Les systèmes physiques et chimiques réalistes ont cependant une structure beaucoup plus complexe que ce que les méthodes de calcul sont capables d’étudier, et leur évolution observable dépasse les échelles de temps des simulations atomistiques. « Ce fossé entre les questions fondamentales essentielles et les phénomènes qui peuvent être modélisés efficacement persiste depuis des décennies », soulignent les chercheurs.
Dans certains cas, notamment en sciences des matériaux, il est possible de simplifier les simulations en décomposant le système en plusieurs modèles plus petits. Ceci n’est cependant pas envisageable en sciences du vivant, où certaines structures virales sont composées de millions d’atomes, en plus d’un grand nombre de molécules d’eau (indispensables pour simuler l’environnement physiologique).
Pour réussir à simuler un très grand nombre d’atomes, Boris Kozinsky et ses collaborateurs ont utilisé un réseau neuronal dit « équivariant », capable de calculer les interactions entre les atomes en prenant en compte toutes les formes de symétrie possibles (translations, rotations, réflexions), afin d’obtenir une représentation plus fidèle de la géométrie atomistique. L’architecture résultante, baptisée Allegro, allie rapidité, précision, stabilité et évolutivité. « En tant que tel, il établit un nouvel état de l’art pour la dynamique moléculaire et ouvre des portes à la simulation de systèmes précédemment inaccessibles », résument les chercheurs.
Une dimension maximale de 126,4 millions d’atomes
Pour démontrer l’évolutivité d’Allegro, l’équipe a commencé par effectuer des simulations stables de la dynamique des protéines, d’une durée de quelques nanosecondes, puis est passée à une structure de 44 millions d’atomes solvatée dans de l’eau (correspondant à la capside du VIH complète), à l’aide du supercalculateur Perlmutter. Ils ont également simulé l’évolution d’autres molécules courantes, telles que le facteur IX — une protéine sanguine impliquée dans la coagulation, dont le gène est muté dans le cas de l’hémophilie de type B — la cellulose ou encore un virus du tabac.

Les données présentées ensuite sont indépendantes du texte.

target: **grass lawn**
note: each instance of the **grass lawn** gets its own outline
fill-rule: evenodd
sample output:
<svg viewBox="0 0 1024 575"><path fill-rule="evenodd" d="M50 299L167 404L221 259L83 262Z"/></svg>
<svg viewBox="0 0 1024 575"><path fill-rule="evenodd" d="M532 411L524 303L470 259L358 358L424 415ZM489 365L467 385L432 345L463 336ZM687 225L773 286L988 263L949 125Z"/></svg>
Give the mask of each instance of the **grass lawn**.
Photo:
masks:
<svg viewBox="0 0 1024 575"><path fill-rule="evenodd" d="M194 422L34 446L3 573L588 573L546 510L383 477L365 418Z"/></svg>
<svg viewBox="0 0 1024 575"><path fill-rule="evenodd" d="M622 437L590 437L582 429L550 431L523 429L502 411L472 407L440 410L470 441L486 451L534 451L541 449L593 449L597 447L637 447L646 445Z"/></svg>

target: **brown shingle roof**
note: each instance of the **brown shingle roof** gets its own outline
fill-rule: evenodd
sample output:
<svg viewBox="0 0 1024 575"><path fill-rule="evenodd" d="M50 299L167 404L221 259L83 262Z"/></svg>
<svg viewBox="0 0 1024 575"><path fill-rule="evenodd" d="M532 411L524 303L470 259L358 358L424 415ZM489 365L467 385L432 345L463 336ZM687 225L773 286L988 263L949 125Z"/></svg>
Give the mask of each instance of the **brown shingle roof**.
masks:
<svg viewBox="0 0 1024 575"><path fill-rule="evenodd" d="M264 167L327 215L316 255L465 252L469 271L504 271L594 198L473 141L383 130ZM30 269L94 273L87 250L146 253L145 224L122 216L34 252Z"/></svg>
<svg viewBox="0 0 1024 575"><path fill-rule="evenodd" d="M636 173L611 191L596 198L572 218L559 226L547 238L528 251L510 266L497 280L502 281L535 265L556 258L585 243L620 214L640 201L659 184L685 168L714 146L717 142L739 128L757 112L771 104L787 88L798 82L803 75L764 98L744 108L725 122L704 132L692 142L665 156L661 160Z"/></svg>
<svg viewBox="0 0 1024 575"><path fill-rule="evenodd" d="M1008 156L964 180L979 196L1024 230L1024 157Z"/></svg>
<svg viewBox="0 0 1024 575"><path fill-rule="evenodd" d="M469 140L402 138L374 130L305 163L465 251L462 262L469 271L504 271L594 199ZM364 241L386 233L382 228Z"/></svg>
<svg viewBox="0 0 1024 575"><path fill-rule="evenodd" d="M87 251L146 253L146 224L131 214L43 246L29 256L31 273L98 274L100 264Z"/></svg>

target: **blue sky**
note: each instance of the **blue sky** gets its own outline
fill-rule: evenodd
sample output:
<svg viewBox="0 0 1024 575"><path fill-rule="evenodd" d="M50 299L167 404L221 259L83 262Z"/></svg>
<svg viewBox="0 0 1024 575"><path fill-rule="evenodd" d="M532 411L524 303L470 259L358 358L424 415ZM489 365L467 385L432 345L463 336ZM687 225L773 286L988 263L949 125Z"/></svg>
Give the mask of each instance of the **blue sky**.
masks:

Cette nouvelle approche permet de simuler n’importe quelle structure composée d’un très grand nombre d’atomes, avec une très grande précision. L’équipe rapporte une performance de 100 timesteps par seconde et une dimension maximale de 126,4 millions d’atomes. « Nous démontrons une excellente mise à l’échelle jusqu’à 100 millions d’atomes et une mise à l’échelle faible de 70% jusqu’à 5120 GPU A100 », précisent les auteurs de l’étude. Bien entendu, l’approche n’est pas limitée aux molécules biologiques ; elle peut être utilisée dans le domaine des sciences des matériaux.
Les simulations de dynamique moléculaire sont un pilier de la science computationnelle, car elles permettent de comprendre la dynamique des molécules et des matériaux à l’échelle atomique. Elles offrent un niveau de résolution, de compréhension et de contrôle que les expériences ne peuvent souvent pas fournir, ce qui en fait un outil extrêmement puissant pour étayer les connaissances des scientifiques et les aider à concevoir de nouveaux produits.
L’architecture Allegro présentée ici est capable de simuler la dynamique de toute structure atomistique, y compris les composites polycristallins et multiphases, la diffusion dans les verres, la polymérisation ou encore les réactions catalytiques. Il a été démontré qu’Allegro était capable d’apprendre avec précision les forces atomiques via l’ensemble de données SPICE, qui comporte plus d’un million de structures moléculaires et de peptides. Elle a donc le potentiel de faciliter des percées dans l’étude de molécules complexes.
À l’avenir, cette architecture devrait être déployée sur des ressources informatiques encore plus importantes, ce qui lui permettra d’atteindre une plus grande évolutivité que celle démontrée dans cette étude.